O Grande Sábio vagou livremente pela mansão até, finalmente, chegar ao laboratório de alquimia. Ali também não encontrou ninguém, mas não tardou a descobrir chamas acesas num forno junto à lareira, e, ao seu lado, cinco cabaças que armazenavam elixir dourado (11).

— Que sorte a minha! - disse a si mesmo, exultante, o Grande Sábio. Este é o maior tesouro dos imortais. Desde que compreendi os segredos do Tao e dominei o grande mistério da identidade absoluta do interno e do externo, sempre quis fabricar ou pouco de elixir de ouro para aliviar o sofrimento das pessoas, mas nunca foi possível. Sempre estive muito ocupado com outras coisas, mas hoje a sorte finalmente sorriu para mim e colocou este maravilhoso presente em minhas mãos. Como Lao-tzu não está em casa, vou provar um pouco e descobrir o gosto dele. 
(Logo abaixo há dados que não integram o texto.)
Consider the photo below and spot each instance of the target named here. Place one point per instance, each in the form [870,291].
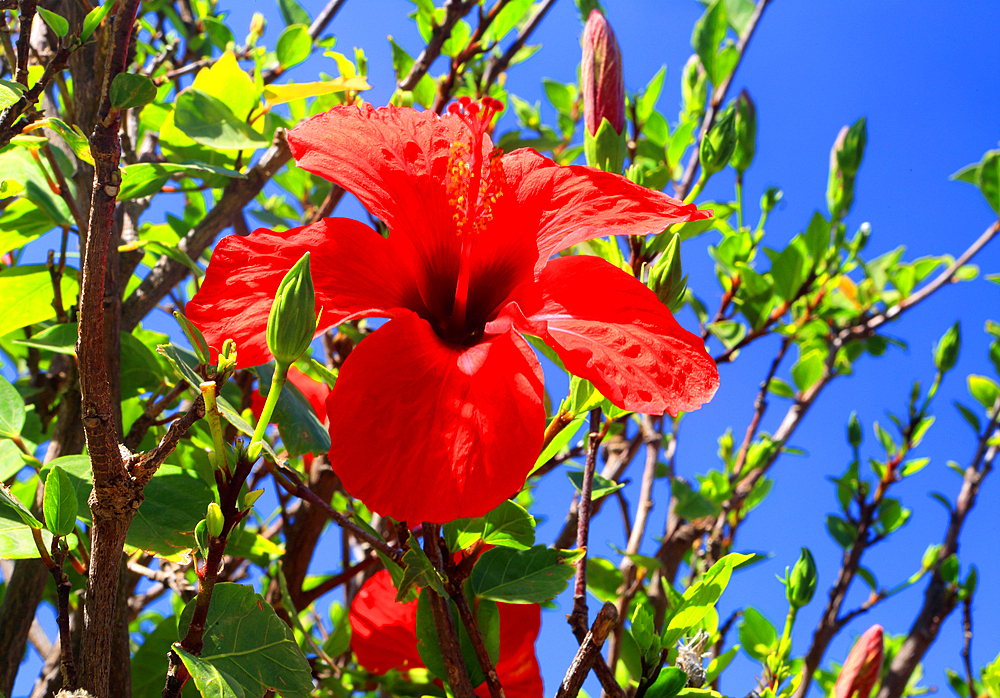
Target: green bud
[666,279]
[195,337]
[845,160]
[694,89]
[770,199]
[718,144]
[800,585]
[946,350]
[214,520]
[292,322]
[606,150]
[746,133]
[251,497]
[854,430]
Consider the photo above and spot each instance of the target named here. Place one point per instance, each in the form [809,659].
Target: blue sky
[926,76]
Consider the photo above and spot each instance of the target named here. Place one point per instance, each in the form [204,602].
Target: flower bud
[746,133]
[666,279]
[946,350]
[257,26]
[800,584]
[214,520]
[845,160]
[718,144]
[863,667]
[292,322]
[601,76]
[603,96]
[694,89]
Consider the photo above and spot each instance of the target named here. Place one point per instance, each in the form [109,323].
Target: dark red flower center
[474,184]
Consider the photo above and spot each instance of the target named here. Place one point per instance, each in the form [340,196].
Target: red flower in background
[384,637]
[438,414]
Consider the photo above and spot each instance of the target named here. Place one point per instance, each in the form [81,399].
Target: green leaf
[984,390]
[602,486]
[708,34]
[758,636]
[208,121]
[60,503]
[701,598]
[94,18]
[31,285]
[174,502]
[561,95]
[294,45]
[300,428]
[130,90]
[293,13]
[11,503]
[988,179]
[209,680]
[841,531]
[510,526]
[668,684]
[522,576]
[247,641]
[11,410]
[147,178]
[57,24]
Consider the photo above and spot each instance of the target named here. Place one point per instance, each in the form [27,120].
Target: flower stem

Sem pensar duas vezes, ele consumiu todo o elixir das cabaças, e em um instante, o efeito do elixir dissipou a embriaguez causada pelo vinho. Sóbrio novamente, Wukong pensou consigo mesmo: 

— Isso é ruim, muito ruim! Eu trouxe sobre mim uma calamidade maior que o Céu! Se o Imperador de Jade souber disso, será difícil preservar minha vida! Devo fugir o mais rápido possível e voltar sem demora para as Regiões Inferiores. Lá, pelo menos, eu sou um rei.
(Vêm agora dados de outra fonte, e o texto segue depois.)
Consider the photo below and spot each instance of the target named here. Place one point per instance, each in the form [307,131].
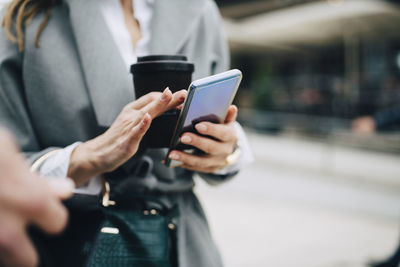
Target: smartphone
[208,99]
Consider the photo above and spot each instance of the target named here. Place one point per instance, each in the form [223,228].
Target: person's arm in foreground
[26,199]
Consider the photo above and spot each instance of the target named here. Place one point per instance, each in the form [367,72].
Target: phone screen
[209,103]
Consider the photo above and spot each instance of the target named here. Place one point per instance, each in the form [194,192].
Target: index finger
[158,106]
[222,132]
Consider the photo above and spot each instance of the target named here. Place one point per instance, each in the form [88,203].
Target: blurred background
[324,189]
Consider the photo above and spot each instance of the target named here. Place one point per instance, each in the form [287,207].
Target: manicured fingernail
[186,139]
[145,119]
[62,187]
[174,156]
[201,127]
[164,95]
Sem pensar duas vezes, Wukong saiu correndo do Palácio Tushita, e  para não levantar suspeitas, tornou-se invisível graças a magia de ocultação do corpo e ele deixou o Céu pelo Portão Oeste.

Ele acelerou a descida de sua nuvem e logo alcançou a Montanha das Flores e Frutos. Do alto, ele viu o tremular de lanças e estandartes e entendeu que seus quatro tenentes e os setenta e dois reis das outras cavernas estavam realizando seus exercícios militares habituais. Quando seus pés tocaram o chão, ele levantou a voz e os chamou, dizendo:

— Meus pequeninos, eu retornei! 

Os monstros largaram imediatamente suas armas e, prostrando-se perante Wukong, exclamaram:

— Que desapego do seu coração, Grande Sábio! O senhor nos deixou por todo esse tempo, e nem sequer uma vez nos visitou para ver como estávamos!

— Do que estão falando? — os repreendeu o Grande Sábio. — Não faz tanto tempo desde que estive ao lado de vocês.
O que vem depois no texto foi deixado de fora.